Direct vs. indirect effects: With mutant phenotypes, often it is hard to discern if a gene product is directly involved in a process or if its absence has an indirect/downstream effect. For example if any of the proteins involved in splicing is mutated, it affects translation. This is a downstream effect because most of the genes encoding ribosomal proteins have introns and if splicing genes are mutated, these ribosomal genes are not processed, thereby affecting ribosomal assembly and hence translation. In this case the genes involved in splicing shouldn’t be annotated to translation. Instead, you should make a phenotype annotation to "abnormal translation" or one of its children.

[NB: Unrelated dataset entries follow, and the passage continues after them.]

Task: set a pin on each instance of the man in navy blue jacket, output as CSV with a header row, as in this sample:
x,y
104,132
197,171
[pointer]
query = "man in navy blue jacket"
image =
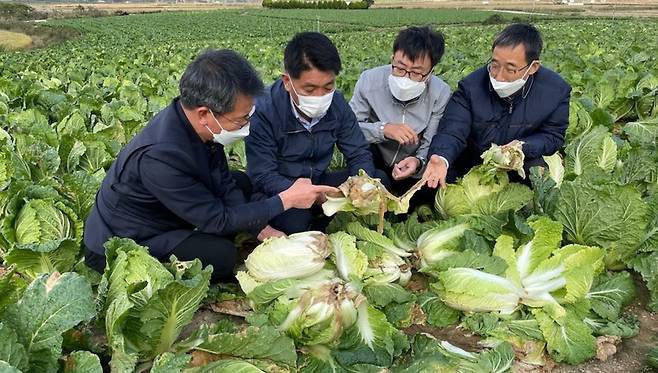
x,y
297,123
511,98
170,188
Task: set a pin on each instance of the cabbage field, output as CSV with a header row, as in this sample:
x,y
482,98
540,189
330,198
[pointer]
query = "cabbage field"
x,y
495,277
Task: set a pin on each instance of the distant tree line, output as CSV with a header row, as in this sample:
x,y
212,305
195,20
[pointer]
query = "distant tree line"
x,y
322,4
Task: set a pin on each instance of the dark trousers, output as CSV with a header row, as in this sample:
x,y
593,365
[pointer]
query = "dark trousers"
x,y
301,220
210,249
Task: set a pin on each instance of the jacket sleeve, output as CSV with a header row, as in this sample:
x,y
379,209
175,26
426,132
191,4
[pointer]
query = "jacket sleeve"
x,y
454,127
165,175
372,131
549,137
262,164
352,143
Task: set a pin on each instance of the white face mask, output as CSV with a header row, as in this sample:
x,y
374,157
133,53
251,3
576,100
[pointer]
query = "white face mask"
x,y
506,89
228,137
313,106
405,89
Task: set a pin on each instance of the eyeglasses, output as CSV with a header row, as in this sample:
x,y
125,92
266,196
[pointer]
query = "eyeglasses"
x,y
494,68
400,72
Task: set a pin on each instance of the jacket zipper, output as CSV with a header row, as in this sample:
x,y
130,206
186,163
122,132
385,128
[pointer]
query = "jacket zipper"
x,y
310,133
395,156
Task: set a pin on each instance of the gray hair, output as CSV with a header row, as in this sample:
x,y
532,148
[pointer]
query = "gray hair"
x,y
214,80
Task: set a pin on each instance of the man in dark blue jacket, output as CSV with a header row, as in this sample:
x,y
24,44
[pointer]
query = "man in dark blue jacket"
x,y
170,188
511,98
297,123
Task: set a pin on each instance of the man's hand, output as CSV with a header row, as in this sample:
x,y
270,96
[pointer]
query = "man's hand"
x,y
405,168
322,198
268,232
401,133
303,194
435,172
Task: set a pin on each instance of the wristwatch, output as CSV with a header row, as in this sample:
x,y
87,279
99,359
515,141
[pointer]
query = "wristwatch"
x,y
421,163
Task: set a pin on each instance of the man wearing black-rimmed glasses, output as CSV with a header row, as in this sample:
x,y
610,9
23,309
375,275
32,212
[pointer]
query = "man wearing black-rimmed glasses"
x,y
399,106
511,98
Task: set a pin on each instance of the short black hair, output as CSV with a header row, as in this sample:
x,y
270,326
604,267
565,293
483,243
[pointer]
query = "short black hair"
x,y
308,50
521,33
416,42
215,78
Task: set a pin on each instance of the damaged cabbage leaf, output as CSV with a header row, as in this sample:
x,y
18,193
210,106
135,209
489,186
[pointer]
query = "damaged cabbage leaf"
x,y
365,195
295,256
508,157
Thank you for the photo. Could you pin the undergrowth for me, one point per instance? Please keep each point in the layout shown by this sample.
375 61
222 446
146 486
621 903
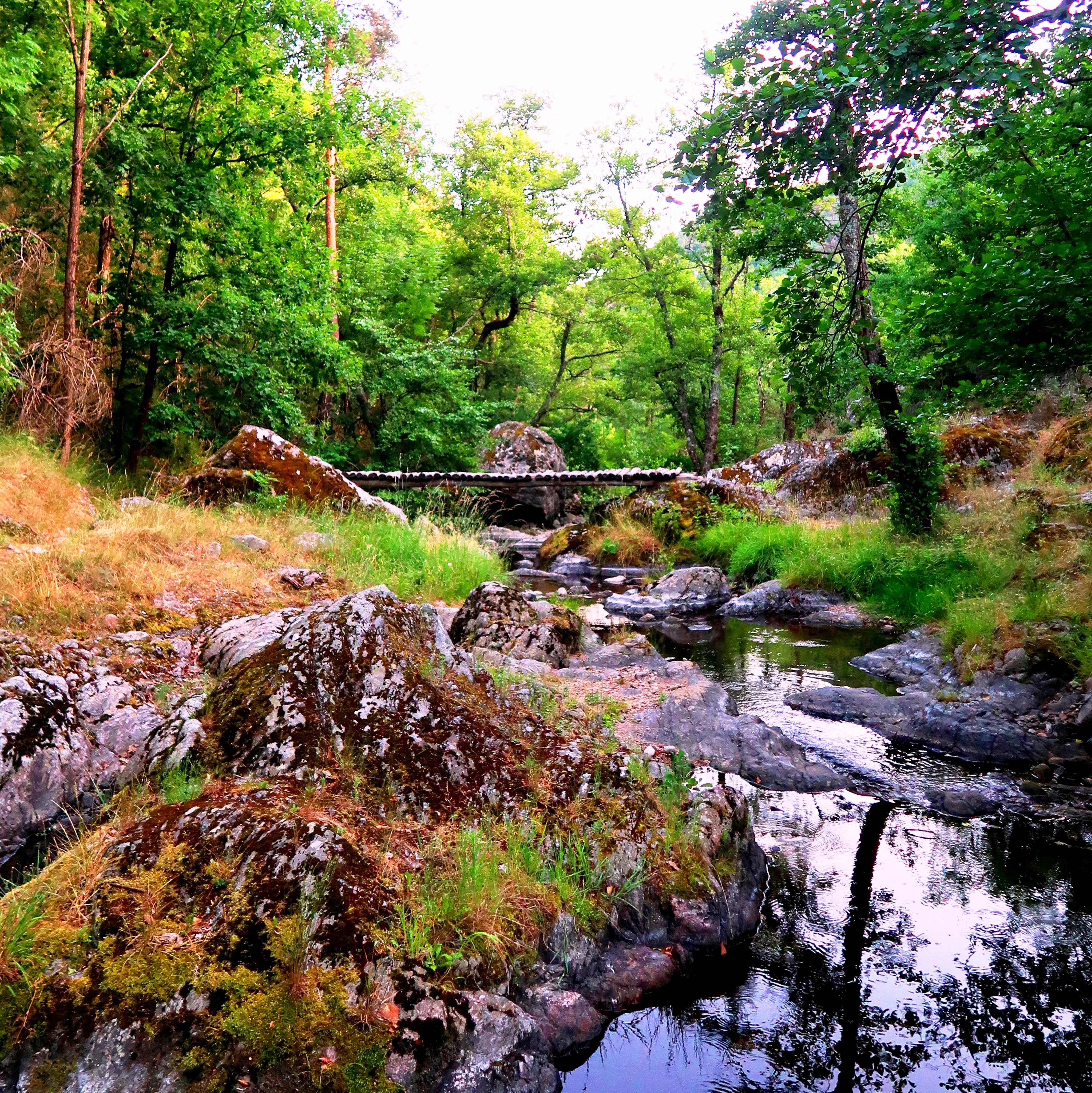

Annotating to "response to stimulus" terms: There are many RNA expression studies that measure the levels of RNA species when exposed to various stimuli and then suggest that the genes are over expressed and thus involved in responding to that stimulus. An increase in expression during a process does not always imply that the genes are directly involved in that process. The ‘response to’ terms are intended to annotate gene products that are required for the response to occur (e.g. production of a gene product or hormone, or initiation of cell division). If nothing else is known about the gene product, make a phenotype annotation to "increased RNA level" or one of its children
Annotating to regulation terms: Regulation of a process is defined as any pathway that modulates the frequency, rate or extent of that process. To decide if the gene product participates directly in a process or regulates the process, consider: does the gene product being annotated perform within the pathway or upstream of the pathway to start or stop or change the rate of the process? Note that a gene product may be involved *both* directly in a process, and in its regulation (for example enzymes in a pathway which regulate the pathway via a feedback loop).
Extensions allowed for GO biological process terms fall into a few broad categories:
- Genes/gene products, such as proteins affected by localization or modification processes, or targets of regulatory processes: Choose a gene from the pulldown menu (you can enter new genes at this point if necessary).
- Locations where a process takes place. Most are regions where DNA- or chromatin-based processes occur, and use Sequence Ontology (SO) terms, although a few are locations within the cell, using GO cellular component terms. For these, type text into the ontology-search autocomplete box, choose from the suggestions, and drill down to more specific terms as usual.
- A cell cycle phase or other process (usually a response to stress or another stimulus) during which the annotated gene product participates in the process. For these, type text into the ontology-search autocomplete box, choose from the suggestions, and drill down to more specific terms as usual.